3. Customized Patient-Centered Care
In crowded hospitals, care gets delivered on nurses’ demanding schedules rather than optimally aligning with patient needs. At home, nurses cater to the patient’s preferences including flexible scheduling of care like bathing, medication administration, and wound reassessments. Home nursing allows care on the patient’s terms to best support healing. There are no restrictive visiting hours limiting family involvement either.
4. Lower Risk of Medical Errors
Hospitals generate an estimated 251,000 medication errors annually according to the National Library of Medicine. At home, there are fewer environmental distractions during medication administration enabling nurses to take time to verify and explain every prescription. With no fellow patients competing for attention, home nurses devote undivided focus to the patient’s regimen and updates to prevent concerning medical mix-ups.

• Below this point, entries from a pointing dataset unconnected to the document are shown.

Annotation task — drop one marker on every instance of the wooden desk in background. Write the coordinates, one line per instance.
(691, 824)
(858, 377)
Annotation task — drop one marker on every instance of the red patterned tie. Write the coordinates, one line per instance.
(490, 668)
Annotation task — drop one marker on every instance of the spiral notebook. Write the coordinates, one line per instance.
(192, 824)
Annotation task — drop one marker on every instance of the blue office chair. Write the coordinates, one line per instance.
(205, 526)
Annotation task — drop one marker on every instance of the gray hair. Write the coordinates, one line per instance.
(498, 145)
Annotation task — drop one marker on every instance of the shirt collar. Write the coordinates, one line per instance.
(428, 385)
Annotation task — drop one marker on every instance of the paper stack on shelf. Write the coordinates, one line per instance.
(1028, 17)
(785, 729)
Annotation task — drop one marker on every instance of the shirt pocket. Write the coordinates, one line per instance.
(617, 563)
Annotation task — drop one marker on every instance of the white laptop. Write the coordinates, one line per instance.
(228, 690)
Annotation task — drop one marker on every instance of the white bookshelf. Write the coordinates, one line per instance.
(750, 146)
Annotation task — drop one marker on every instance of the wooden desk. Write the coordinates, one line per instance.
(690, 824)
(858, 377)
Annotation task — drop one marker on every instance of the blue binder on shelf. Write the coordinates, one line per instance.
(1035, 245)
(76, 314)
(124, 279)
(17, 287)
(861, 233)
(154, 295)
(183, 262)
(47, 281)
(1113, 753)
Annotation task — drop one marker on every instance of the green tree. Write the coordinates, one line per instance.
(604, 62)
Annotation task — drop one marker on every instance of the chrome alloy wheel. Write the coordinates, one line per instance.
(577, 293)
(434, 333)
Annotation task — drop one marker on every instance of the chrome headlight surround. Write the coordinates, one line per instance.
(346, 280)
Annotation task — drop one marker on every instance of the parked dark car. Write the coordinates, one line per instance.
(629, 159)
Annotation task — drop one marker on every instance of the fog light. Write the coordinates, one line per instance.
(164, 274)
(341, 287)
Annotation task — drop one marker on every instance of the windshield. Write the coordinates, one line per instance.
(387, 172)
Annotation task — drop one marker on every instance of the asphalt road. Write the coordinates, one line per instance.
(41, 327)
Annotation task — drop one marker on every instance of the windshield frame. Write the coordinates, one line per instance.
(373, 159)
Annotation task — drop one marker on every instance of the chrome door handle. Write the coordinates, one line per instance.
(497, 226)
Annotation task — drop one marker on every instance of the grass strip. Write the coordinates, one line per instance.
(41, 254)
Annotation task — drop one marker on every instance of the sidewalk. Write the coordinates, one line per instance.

5. Quicker Recovery And Rehabilitation
Studies demonstrate that patients recuperating at home walk earlier, suffer fewer complications, and regain strength and energy faster than their facility-bound counterparts. The familiar home setting motivates mobility and independence for faster recovery. Any physical, occupational or speech therapy also occurs in a comfortable environment surrounded by loved ones, aiding participation and progress.
6. Reduced Risks Of Falls And Injuries
Unfamiliar and hectic hospital units increase patient fall risks, resulting in nearly 1 million falls occurring in hospitals annually. At-home nursing allows care within adapted living spaces already set up for mobility support like grab bars, shower seats, and accessible furnishings. Home nurses further educate on fall prevention and exercise safely within known surroundings for lower injury risk.
To Wrap Up
The comforts of home provide patients with a less stressful, lower-risk setting to regain health with the assistance of skilled nursing care. Home nursing allows personalized attention based on individual needs rather than rigid hospital systems. Faster rehabilitation, fewer infections, fewer errors, more rest, and fall prevention at home facilitate optimal recovery. With rigorous training and protocols, today’s home nurses deliver excellent care within the healing sanctuary of home.